I can understand being "invested" in religious beliefs, since an entire after-life may seem dependent on such belief. But it's not just religion I'm talking about.
Think about Cargo cults of the Pacific, they are quasi-religious, but don't promise eternal happiness. Just lots of goodies in the present.
Or the election deniers, all this time after the 2020 election which happened nearly 2 years ago now. More than 60 court cases, legislatures setting up investigations -- and yet nobody has produced anything even remotely approaching evidence of fraud that could have accomplished what they claim. Yet the continue to claim it. Why?
What does QAnon believe? The core QAnon theory is that a cabal of Satanic, cannibalistic sexual abusers of children operating a global child sex trafficking ring conspired against former U.S. President Donald Trump during his term in office. Also that while in office, Trump and his team were secretly fighting the cabal. QAnon was actually an offshoot of Pizzagate, which believed that high-profile Democrats were sexually abusing children at a pizza shop in Washington. One believe even staged an armed raid on the shop.
But, surely, any thinking person would realize that if so many children were being abused by Democrats -- there would be children who, as with various churches, stood up and said, "I was abused -- the Senator (or the priest) did things to me that he shouldn't have." Where are they?
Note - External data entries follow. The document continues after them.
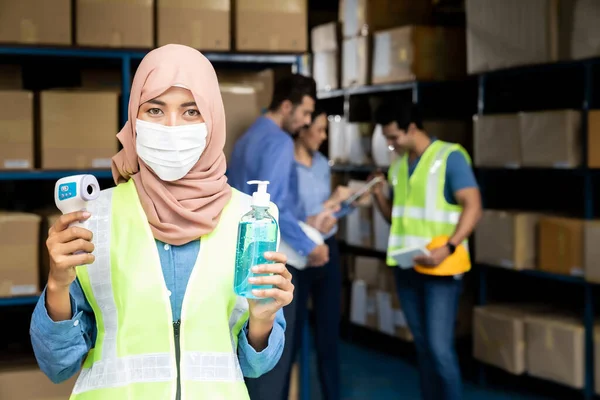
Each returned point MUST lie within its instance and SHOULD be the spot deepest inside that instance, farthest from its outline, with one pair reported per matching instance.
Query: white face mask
(171, 151)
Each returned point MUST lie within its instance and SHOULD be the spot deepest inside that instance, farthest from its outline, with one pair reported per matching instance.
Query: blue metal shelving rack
(588, 315)
(126, 58)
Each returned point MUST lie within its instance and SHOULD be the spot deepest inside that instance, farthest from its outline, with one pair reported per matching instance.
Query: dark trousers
(430, 304)
(324, 284)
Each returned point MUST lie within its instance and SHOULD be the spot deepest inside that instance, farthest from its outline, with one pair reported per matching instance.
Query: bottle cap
(260, 198)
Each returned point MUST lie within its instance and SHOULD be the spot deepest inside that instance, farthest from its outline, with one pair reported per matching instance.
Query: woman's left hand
(280, 295)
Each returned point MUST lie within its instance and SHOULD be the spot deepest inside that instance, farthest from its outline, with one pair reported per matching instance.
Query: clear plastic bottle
(257, 234)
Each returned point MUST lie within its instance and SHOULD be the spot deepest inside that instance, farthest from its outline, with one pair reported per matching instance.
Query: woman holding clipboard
(322, 283)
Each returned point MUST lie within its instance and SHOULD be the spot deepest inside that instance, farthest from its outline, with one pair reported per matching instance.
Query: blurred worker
(323, 284)
(266, 152)
(150, 312)
(435, 203)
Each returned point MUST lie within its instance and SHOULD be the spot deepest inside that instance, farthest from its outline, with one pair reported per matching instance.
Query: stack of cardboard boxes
(374, 301)
(525, 240)
(75, 128)
(255, 25)
(498, 36)
(387, 41)
(529, 338)
(531, 139)
(28, 382)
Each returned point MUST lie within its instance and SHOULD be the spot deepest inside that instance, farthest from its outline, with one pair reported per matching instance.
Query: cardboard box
(45, 22)
(556, 349)
(115, 23)
(497, 140)
(367, 269)
(591, 261)
(19, 246)
(423, 53)
(560, 248)
(271, 25)
(499, 337)
(507, 239)
(11, 77)
(336, 139)
(510, 33)
(326, 70)
(325, 37)
(263, 83)
(451, 131)
(357, 142)
(593, 137)
(359, 224)
(363, 17)
(28, 382)
(73, 136)
(585, 37)
(201, 24)
(356, 61)
(381, 227)
(551, 139)
(16, 130)
(241, 110)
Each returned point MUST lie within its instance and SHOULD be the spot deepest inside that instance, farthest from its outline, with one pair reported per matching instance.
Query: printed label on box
(20, 290)
(17, 164)
(101, 163)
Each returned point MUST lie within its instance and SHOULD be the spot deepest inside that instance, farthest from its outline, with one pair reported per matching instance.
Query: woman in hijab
(140, 301)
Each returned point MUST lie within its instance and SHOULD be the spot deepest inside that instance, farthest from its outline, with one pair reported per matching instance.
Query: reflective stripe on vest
(146, 360)
(417, 222)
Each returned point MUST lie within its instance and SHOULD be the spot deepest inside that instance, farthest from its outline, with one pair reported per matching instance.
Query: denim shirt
(265, 152)
(60, 347)
(314, 187)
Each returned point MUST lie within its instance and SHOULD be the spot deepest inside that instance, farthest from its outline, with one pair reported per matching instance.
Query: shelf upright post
(125, 86)
(415, 93)
(482, 271)
(589, 214)
(298, 67)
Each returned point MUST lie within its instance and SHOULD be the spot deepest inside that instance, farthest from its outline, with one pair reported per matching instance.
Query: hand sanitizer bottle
(257, 234)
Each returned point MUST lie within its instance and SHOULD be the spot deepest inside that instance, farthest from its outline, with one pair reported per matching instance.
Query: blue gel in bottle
(257, 234)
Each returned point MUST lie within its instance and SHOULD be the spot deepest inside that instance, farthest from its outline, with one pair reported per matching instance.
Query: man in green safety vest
(434, 203)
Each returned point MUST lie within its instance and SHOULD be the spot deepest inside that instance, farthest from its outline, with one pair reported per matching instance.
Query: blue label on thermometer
(67, 191)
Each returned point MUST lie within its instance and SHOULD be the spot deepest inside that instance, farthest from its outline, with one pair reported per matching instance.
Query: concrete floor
(370, 375)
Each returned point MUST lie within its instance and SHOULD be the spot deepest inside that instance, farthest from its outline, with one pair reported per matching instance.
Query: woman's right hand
(63, 241)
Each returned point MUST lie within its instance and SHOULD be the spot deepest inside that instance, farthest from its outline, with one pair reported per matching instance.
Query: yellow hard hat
(457, 263)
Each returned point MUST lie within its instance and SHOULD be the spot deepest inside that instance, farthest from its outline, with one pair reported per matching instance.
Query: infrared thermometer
(73, 193)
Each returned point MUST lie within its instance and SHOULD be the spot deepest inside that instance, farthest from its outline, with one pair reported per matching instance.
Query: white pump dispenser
(260, 198)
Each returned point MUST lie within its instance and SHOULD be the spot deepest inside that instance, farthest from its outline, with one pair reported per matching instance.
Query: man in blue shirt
(266, 152)
(429, 301)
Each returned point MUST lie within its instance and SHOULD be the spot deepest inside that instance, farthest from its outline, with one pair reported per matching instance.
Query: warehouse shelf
(532, 68)
(499, 99)
(578, 280)
(18, 301)
(360, 169)
(50, 175)
(368, 89)
(81, 52)
(361, 251)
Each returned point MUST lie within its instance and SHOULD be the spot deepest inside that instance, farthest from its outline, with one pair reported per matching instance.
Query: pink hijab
(183, 210)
I can understand, to a degree, supernatural beliefs for what one does not know how to explain naturally (which is why, by the way, such beliefs tend to fall off with higher STEM education). Since there are humans, I can sort of understand why many might accept the idea of the creation of Adam and Eve, or other such myths.
But for beliefs such as the above, a person with an IQ larger than their neck size should be able to see that no evidence at all, no matter how diligent the search, is very likely to mean that the belief is not well-founded.